Croatians called it the liberation war. It took them from Communism to democracy, though Hlede, the Utah Starzz guard, says many in her homeland were disappointed the American-dream life didn't come to them immediately at war's end. "Hopefully, in 20-30 years, it's going to be better, but at least there's no more war, and people can actually live their own lives and not worry about whether they're going to be alive tomorrow," said Hlede prior to a recent Starzz practice.
Such an experience changes lives forever. Hlede lost three close friends to the fighting, and a cousin is an invalid. "I don't take nothing for granted," Hlede says, adding she prepares for the future while having fun in the present. "You don't need war to know that you can be next tomorrow."
Yet Hlede's life may have been altered even more by two decisions she made, one at age 13 and another at 18.
The first made her a dedicated basketball player. The second brought her to America for school, then for the WNBA and eventually the Starzz. Hlede will be the starting off-guard again Wednesday night at 8 p.m. MDT when Utah opens its fifth season on the road at Phoenix, in the America West Arena.
Depending upon the game situations, Hlede could slide over to play point guard, too. A preseason experiment — while Jennifer Azzi rested a broken toe — made that a tempting option. Hlede and rookie two-guard Marie Ferdinand formed a potent and athletic combination.
Hlede doesn't mind playing point, though many people think she hates it. "I think that's a misunderstanding," she says, noting she played point on her national team and in college.

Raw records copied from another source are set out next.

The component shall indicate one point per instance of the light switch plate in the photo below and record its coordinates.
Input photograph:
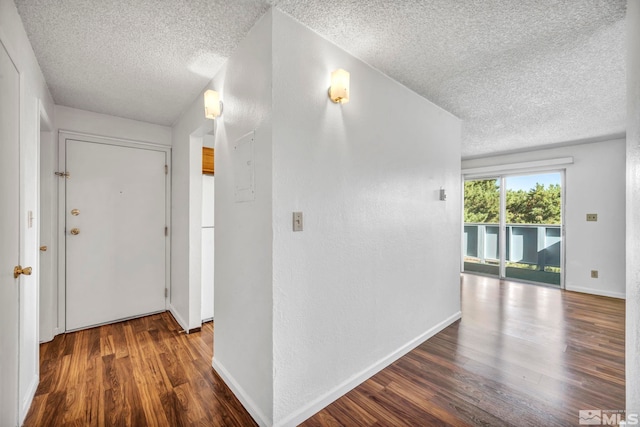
(297, 221)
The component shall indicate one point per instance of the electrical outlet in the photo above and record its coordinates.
(297, 221)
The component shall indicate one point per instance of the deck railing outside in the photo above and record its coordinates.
(531, 244)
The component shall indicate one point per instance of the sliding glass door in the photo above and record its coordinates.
(513, 227)
(481, 247)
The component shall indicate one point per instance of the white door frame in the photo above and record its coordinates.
(62, 137)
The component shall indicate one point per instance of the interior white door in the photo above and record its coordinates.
(115, 232)
(9, 237)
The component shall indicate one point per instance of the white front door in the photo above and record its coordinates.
(115, 232)
(9, 237)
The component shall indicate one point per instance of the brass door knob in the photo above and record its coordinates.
(18, 270)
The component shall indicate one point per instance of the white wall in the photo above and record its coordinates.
(243, 242)
(595, 183)
(633, 207)
(34, 99)
(375, 271)
(97, 124)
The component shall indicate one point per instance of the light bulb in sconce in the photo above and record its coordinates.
(339, 89)
(212, 104)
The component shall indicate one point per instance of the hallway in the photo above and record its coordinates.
(521, 355)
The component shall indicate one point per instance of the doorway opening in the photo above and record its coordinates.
(513, 227)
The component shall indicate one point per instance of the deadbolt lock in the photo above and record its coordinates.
(18, 270)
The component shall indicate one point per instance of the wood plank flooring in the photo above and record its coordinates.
(142, 372)
(522, 355)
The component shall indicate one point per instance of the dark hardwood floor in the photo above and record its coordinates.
(522, 355)
(142, 372)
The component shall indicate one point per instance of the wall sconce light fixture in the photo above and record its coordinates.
(212, 104)
(339, 89)
(443, 194)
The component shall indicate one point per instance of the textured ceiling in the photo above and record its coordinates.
(519, 73)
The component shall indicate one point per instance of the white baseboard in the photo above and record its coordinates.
(178, 318)
(28, 398)
(596, 292)
(313, 407)
(242, 396)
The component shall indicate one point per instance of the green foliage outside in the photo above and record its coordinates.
(539, 205)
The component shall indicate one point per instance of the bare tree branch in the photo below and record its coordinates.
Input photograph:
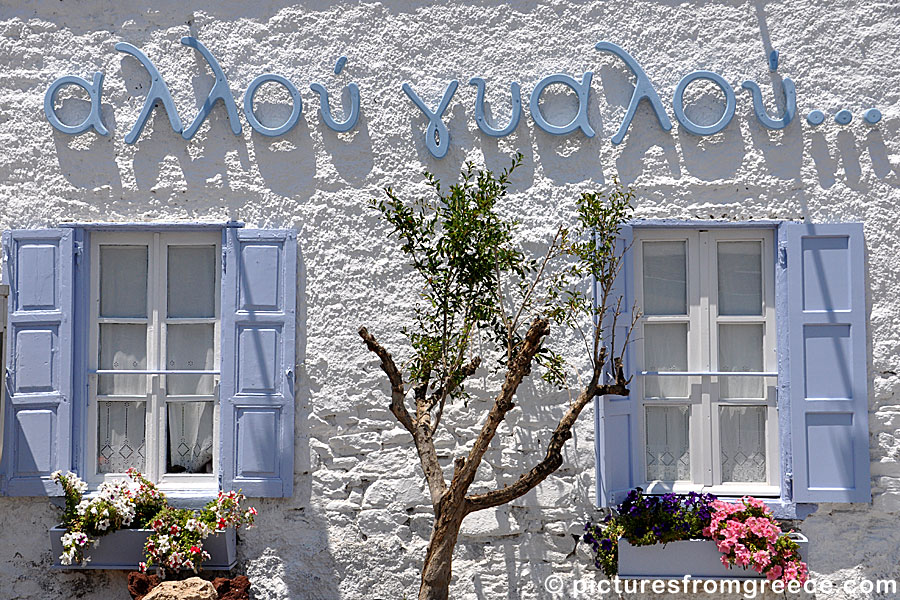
(553, 459)
(398, 392)
(421, 432)
(467, 371)
(517, 370)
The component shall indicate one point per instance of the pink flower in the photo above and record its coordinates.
(761, 557)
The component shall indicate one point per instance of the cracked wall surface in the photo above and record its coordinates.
(358, 523)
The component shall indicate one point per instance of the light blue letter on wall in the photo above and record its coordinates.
(435, 124)
(583, 91)
(94, 90)
(642, 89)
(219, 91)
(159, 91)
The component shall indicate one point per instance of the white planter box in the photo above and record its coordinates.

"Two-guard, in WNBA, I prefer to play it only because I'm used to it — I feel that I can take anybody on the court one-on-one. But I like being in control of the ball, making decisions, passing the ball, so to me either/or is good. I always thought of myself as a one-point-five, not really a two," Hlede said.
Hlede started late in basketball. She had played soccer on boys' teams, but there was no future for girls in Croatian soccer. Otherwise, she'd be a soccer pro now. "I admit, I'm that good," she says.
At 13, when she first picked up a basketball, Hlede could sense the hardcourt was her future. "I remember clearly, we went to one tournament, and I was with an older group," Hlede recalled. "All these players were so good, I said to myself, 'I'm going to be as good as them.'
"I guess there's always a point in life that sticks out in terms of making decisions, and that was the point for me."
She devoted her skills and thoughts to basketball. "I didn't have no friends. I just had basketball. I hardly saw my family," she says.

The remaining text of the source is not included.